The February monthly jobs report is out.  The official news is the unemployment rate held at 9.7% from the last month,  meaning 36,000 jobs were lost.  President Obama has hailed this as “better than expected“.  Den. Harry Reid said, “Today is a big day in America. Only 36,000 people lost their jobs today, which is really good.”  Many claim this means the government stimulus is working.  President Obama’s enthusiasm was only tempered, as he called the unemployment rate “more than we should tolerate” as he encouraged greater efforts in passing a job bill.

With all this hype I think it is about time to do a real economic conditions report.  While the unemployment rate is good news and it really is better than expected, it is also misleading.  Here are three additional measures of the economy we need to be looking at:

1) Jobs lost verses Jobs created.  From “The Heritage Foundation,” statistically  50.8 million jobs were lost in the first six months of the 2001 recession under Bush comparatively 48.2 million jobs have been lost in six mouths of our recent crisis.  The unemployment during 2001 averaged 4.7% and peaked at only 5.7.  What reasons could be given for this lower unemployment rate in a time of similar job loss?  Jobs were being created, in those same six month as 2001 47.6 million jobs were created; under Obama only 40.3 million jobs were created in the 2nd quarter stats.  The difference in jobs creation in this example is 7.9 million.
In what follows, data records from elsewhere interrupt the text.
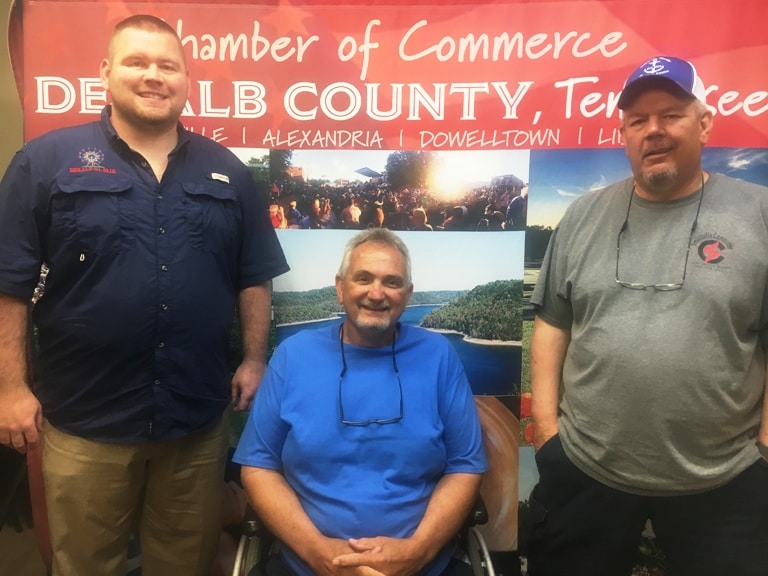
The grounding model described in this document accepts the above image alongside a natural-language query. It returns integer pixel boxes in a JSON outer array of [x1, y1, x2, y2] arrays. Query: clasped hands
[[318, 536, 428, 576]]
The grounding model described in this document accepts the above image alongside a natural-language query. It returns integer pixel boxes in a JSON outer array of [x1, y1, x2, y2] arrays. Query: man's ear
[[336, 274, 344, 304]]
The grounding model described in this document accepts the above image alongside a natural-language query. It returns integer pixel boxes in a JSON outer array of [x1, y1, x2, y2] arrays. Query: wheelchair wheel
[[232, 534, 277, 576], [466, 527, 496, 576]]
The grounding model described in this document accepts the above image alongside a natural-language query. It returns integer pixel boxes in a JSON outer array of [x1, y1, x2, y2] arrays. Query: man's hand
[[333, 536, 424, 576], [308, 537, 389, 576], [231, 360, 266, 412], [0, 385, 43, 454]]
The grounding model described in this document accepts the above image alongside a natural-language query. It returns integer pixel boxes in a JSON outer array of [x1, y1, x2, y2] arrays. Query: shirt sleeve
[[438, 343, 488, 474], [0, 151, 46, 300], [232, 163, 289, 290]]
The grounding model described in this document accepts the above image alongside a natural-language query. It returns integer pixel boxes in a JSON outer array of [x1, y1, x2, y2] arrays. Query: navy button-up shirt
[[0, 108, 288, 443]]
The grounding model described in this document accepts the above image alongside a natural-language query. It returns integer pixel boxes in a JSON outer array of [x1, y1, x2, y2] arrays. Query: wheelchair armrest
[[469, 495, 488, 526], [241, 504, 269, 538]]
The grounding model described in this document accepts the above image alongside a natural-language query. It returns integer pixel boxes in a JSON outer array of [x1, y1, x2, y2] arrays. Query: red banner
[[11, 0, 768, 150]]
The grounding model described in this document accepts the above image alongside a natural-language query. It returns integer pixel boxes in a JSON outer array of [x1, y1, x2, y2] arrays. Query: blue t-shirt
[[0, 107, 288, 443], [234, 325, 487, 575]]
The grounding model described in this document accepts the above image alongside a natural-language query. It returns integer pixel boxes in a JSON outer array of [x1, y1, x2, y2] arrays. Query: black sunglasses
[[615, 173, 704, 292]]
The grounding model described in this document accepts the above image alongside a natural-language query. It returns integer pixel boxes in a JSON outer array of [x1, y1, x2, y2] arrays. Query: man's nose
[[646, 116, 664, 134], [368, 282, 385, 300], [144, 64, 160, 80]]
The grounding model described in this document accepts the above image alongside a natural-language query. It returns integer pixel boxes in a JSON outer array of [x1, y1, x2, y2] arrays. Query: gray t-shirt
[[531, 174, 768, 496]]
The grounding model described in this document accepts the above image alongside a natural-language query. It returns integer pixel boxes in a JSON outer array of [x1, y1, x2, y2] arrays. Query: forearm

2) The next measure I feel is important to seeing our economy clearly is the 15 week unemployment rate.   This long term unemployment measure gives us the percent of the country who has been without a job for 15 weeks (closing in on 4 months) who are still looking.  In other words these are the people who are not just moving job to job but really struggling to find employment in this economy.  In December 2007 the percent of long term unemployed was 1.6%, in December 2009 was up to 5.8%.  That is a statistically impressive jump of over 3 times.  It is also significant to note that over this time we have seen all the stimulus bills, the election of President Obama and his agenda.

3)  The third stat is maybe the most sobering to my mind.  It simply is that the average government worker makes $11,091 more than his private sector counterpart.  Now lets remind ourselves about what the private sector is, it is the non-governmental part of the economy that operates for profit.  So this stat means, in simple terms, you are better paid right now to not produce wealth.  The economy grows as the private sector grows and right now the most talented people are going to go to  jobs that do not produce wealth and grow the economy.  This statistic, unless it changes, is a very gloomy portent for the future.

In conclusion, while unemployment is down people who are out of work are finding it hard to find new jobs due to poor job creation, and there is more money in the public sector than the private.  All these stats tend to point towards a still struggling private sector who is not paying well or creating new jobs.  Until that sector of our economy is re-energized we can expect continued job woes.